Local All-Pass Image Registration
Presenter
Prof. Thierry Blu
- Department of Electrical Engineering, National Taiwan University
Abstract
Image alignment/registration is an essential step in applications where two or more images are compared, factoring out the possible geometric distortions between them (e.g., medical imaging, remote sensing, computer vision). We present a novel algorithmic framework for estimating such geometric transformations, by re-interpreting their local effect---shifting---as a signal processing operation: a convolution with an all-pass filter. The key advantage of this reformulation is that no restrictions are placed on the amplitude of the deformation or on the spatial variations of the images. Moreover, by identifying all-pass filtering with a forward-backward filtering relation, our solution to the estimation problem boils down to solving a linear system of equations, which leads to a highly efficient implementation.
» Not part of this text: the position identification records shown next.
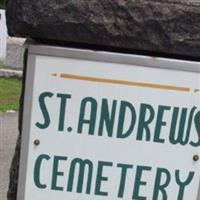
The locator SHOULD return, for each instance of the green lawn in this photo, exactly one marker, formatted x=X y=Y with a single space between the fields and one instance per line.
x=10 y=90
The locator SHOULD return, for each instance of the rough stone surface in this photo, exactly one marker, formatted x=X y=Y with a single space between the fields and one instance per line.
x=7 y=73
x=14 y=53
x=165 y=26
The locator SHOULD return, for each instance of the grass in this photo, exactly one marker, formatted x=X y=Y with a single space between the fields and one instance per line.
x=10 y=90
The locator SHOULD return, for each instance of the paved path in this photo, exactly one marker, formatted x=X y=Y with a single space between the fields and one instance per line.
x=8 y=137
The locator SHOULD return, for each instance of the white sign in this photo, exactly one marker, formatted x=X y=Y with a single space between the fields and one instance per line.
x=109 y=126
x=3 y=35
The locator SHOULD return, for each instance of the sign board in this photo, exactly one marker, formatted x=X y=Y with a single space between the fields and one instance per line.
x=110 y=126
x=3 y=35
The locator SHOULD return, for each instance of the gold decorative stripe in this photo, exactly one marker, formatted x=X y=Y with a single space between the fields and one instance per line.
x=123 y=82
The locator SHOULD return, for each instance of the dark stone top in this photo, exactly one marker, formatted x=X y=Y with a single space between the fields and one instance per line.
x=160 y=26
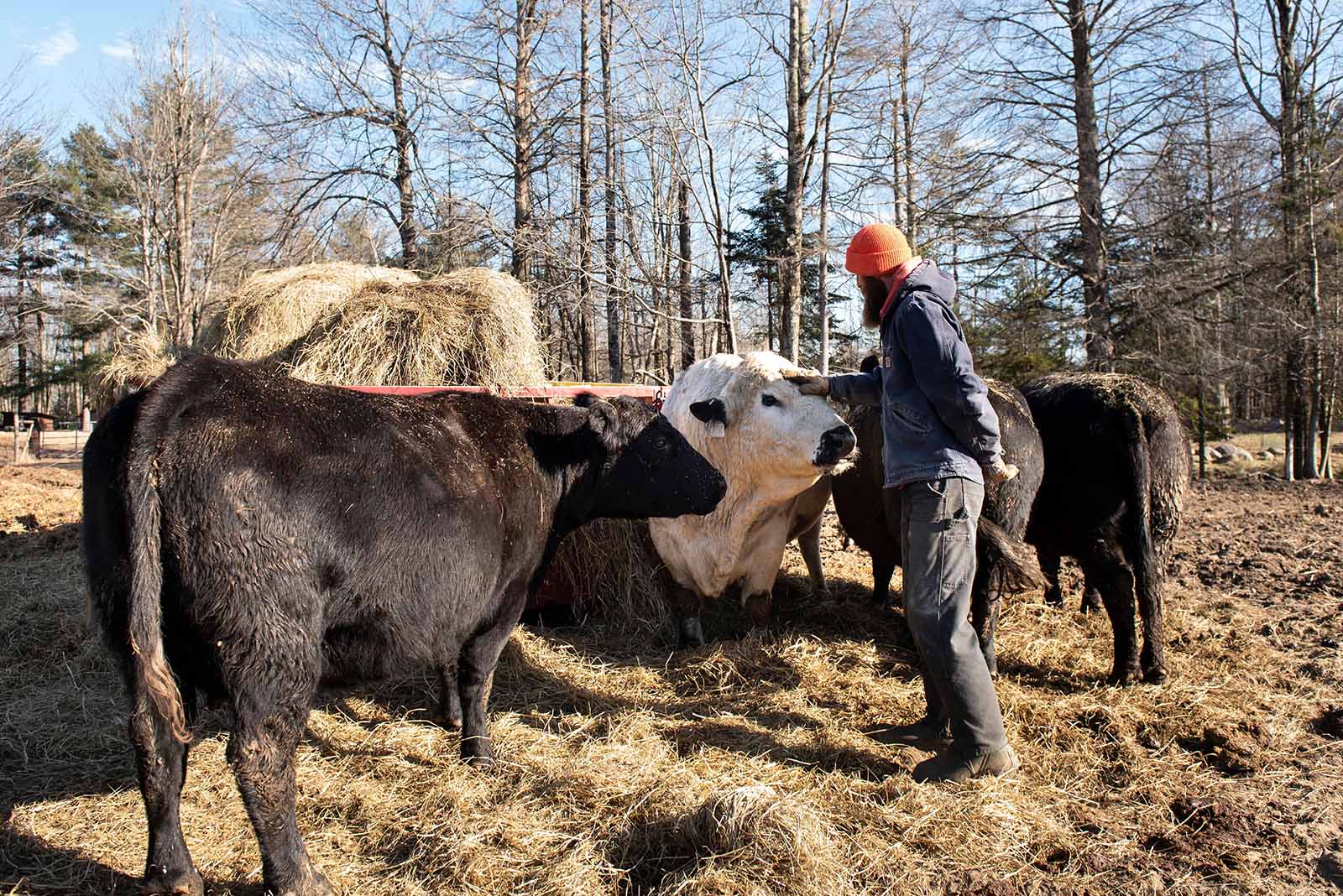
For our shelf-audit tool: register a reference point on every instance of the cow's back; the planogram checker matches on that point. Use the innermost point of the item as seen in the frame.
(374, 529)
The effectiveness of this algorithm is demonstrated on a variety of synthetic and real deformations that are found in applications such as image registration and motion estimation. In particular, the Local All-Pass (LAP) algorithm obtains very accurate results for significantly reduced computation time when compared to a selection of image registration algorithms and is very robust to noise corruption. When the transformation has a parametric representation, this robustness can be exploited to deal with large intensity differences between the two images.
BIO
Thierry Blu received the "Diplôme d'ingénieur" from École Polytechnique, France, in 1986 and from Télécom Paris (ENST), France, in 1988. In 1996, he obtained a Ph.D in electrical engineering from ENST for a study on iterated rational filter-banks, applied to wide-band audio coding. Between 1998 and 2007, he was with the Biomedical Imaging Group at the Swiss Federal Institute of Technology (EPFL) in Lausanne, Switzerland. Between 2008 and 2024, he was with the Department of Electronic Engineering (Chinese University of Hong Kong). Since February 2024, he has been a Professor in the Department of Electrical Engineering, National Taiwan University. He was elected Fellow of the IEEE in 2012 for "fundamental contributions to approximation theory in signal and image processing".